Effect of L61 dose (0, 0.005, 0.01, 0.05, 0.1, 0.3 and 1 mg/ml), pre-exposure time (0–360 mins) and hyperthermia on intracellular ATP. A: ATP changes in response to Pluronic L61 in the absence of heat; and B: ATP changes in response to Pluronic L61 and hyperthermia (43°C). Arrows indicate cell response at optimal L61 dose and pre-exposure time.

Figure 3

Effects of Pluronic pre-exposure time on intracellular ATP at the optimal P85 (10 mg/ml) and L61 (0.3 mg/ml) concentrations. *P < 0.05.

Figure 4

Levels of mitochondrial dehydrogenase immediately (day 0) and 1, 2 and 3 days after treatment.
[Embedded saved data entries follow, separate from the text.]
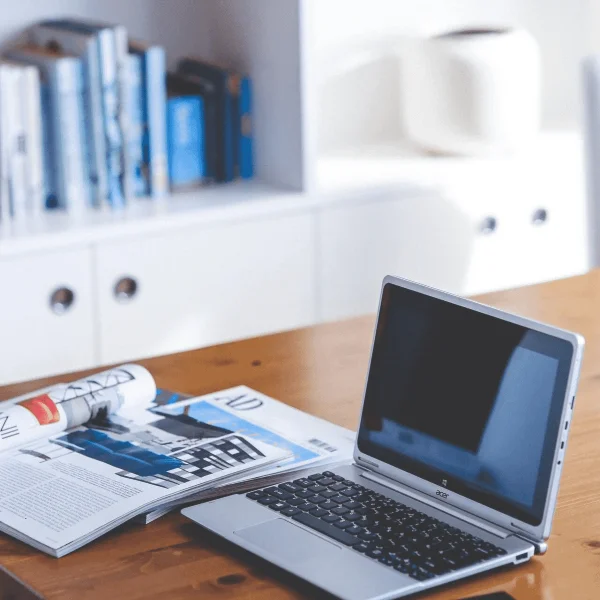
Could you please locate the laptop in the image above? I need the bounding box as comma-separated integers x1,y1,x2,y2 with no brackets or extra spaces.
182,275,584,600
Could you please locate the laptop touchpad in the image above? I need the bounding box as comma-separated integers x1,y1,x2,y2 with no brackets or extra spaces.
234,519,341,563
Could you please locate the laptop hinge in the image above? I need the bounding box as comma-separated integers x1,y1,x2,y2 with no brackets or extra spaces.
361,470,510,539
511,525,548,555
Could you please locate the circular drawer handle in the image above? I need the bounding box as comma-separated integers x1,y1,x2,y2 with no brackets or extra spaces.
479,216,497,235
114,276,138,303
49,287,75,315
532,208,548,226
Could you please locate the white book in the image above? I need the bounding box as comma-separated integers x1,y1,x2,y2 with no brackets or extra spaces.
0,64,27,221
9,67,29,221
0,66,11,223
15,64,44,217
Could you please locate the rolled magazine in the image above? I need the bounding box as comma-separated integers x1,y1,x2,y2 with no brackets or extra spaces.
0,364,155,452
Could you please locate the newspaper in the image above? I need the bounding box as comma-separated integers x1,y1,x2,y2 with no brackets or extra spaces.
138,385,356,523
0,367,288,557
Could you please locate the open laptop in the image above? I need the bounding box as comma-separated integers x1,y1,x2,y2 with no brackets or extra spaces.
182,275,584,600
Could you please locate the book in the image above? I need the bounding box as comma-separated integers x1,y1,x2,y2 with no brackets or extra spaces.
126,53,145,196
177,57,238,183
30,22,109,208
129,40,168,197
167,95,204,188
45,19,126,208
0,365,288,557
0,63,27,220
167,72,216,183
19,63,45,217
239,76,254,179
6,46,91,213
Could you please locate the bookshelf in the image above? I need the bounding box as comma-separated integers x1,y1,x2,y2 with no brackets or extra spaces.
0,0,593,385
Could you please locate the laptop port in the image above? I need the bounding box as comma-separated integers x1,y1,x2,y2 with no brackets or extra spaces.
516,552,528,560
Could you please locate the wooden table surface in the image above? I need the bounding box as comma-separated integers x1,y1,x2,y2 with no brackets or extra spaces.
1,271,600,600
A: P85 effect on cell survival with and without heat; B: L61 effect on cell survival with and without heat under optimal concentrations ([P85]:10 mg/ml; [L61]: 0.3 mg/ml) and pre-exposure time (P85: 240 mins; L61: 120 mins). * P < 0.05.

Figure 5

Cellular morphology of untreated cells and cells treated with heat alone (15 mins at 43°C) immediately (A, B) and 3 days (C, D) after treatment (May Grünwald/Giemsa stain ×400). A color version of the figure is available in the online journal.

Figure 6

Cellular morphology of cells pre-treated with Pluronic P85 (240 mins) or L61 (120 mins) alone or combined with heat (15 mins at 43°C) immediately (A–D) and 3 days (E–H) after treatment (May Grünwald/Giemsa stain, ×400). A color version of the figure is available in the online journal.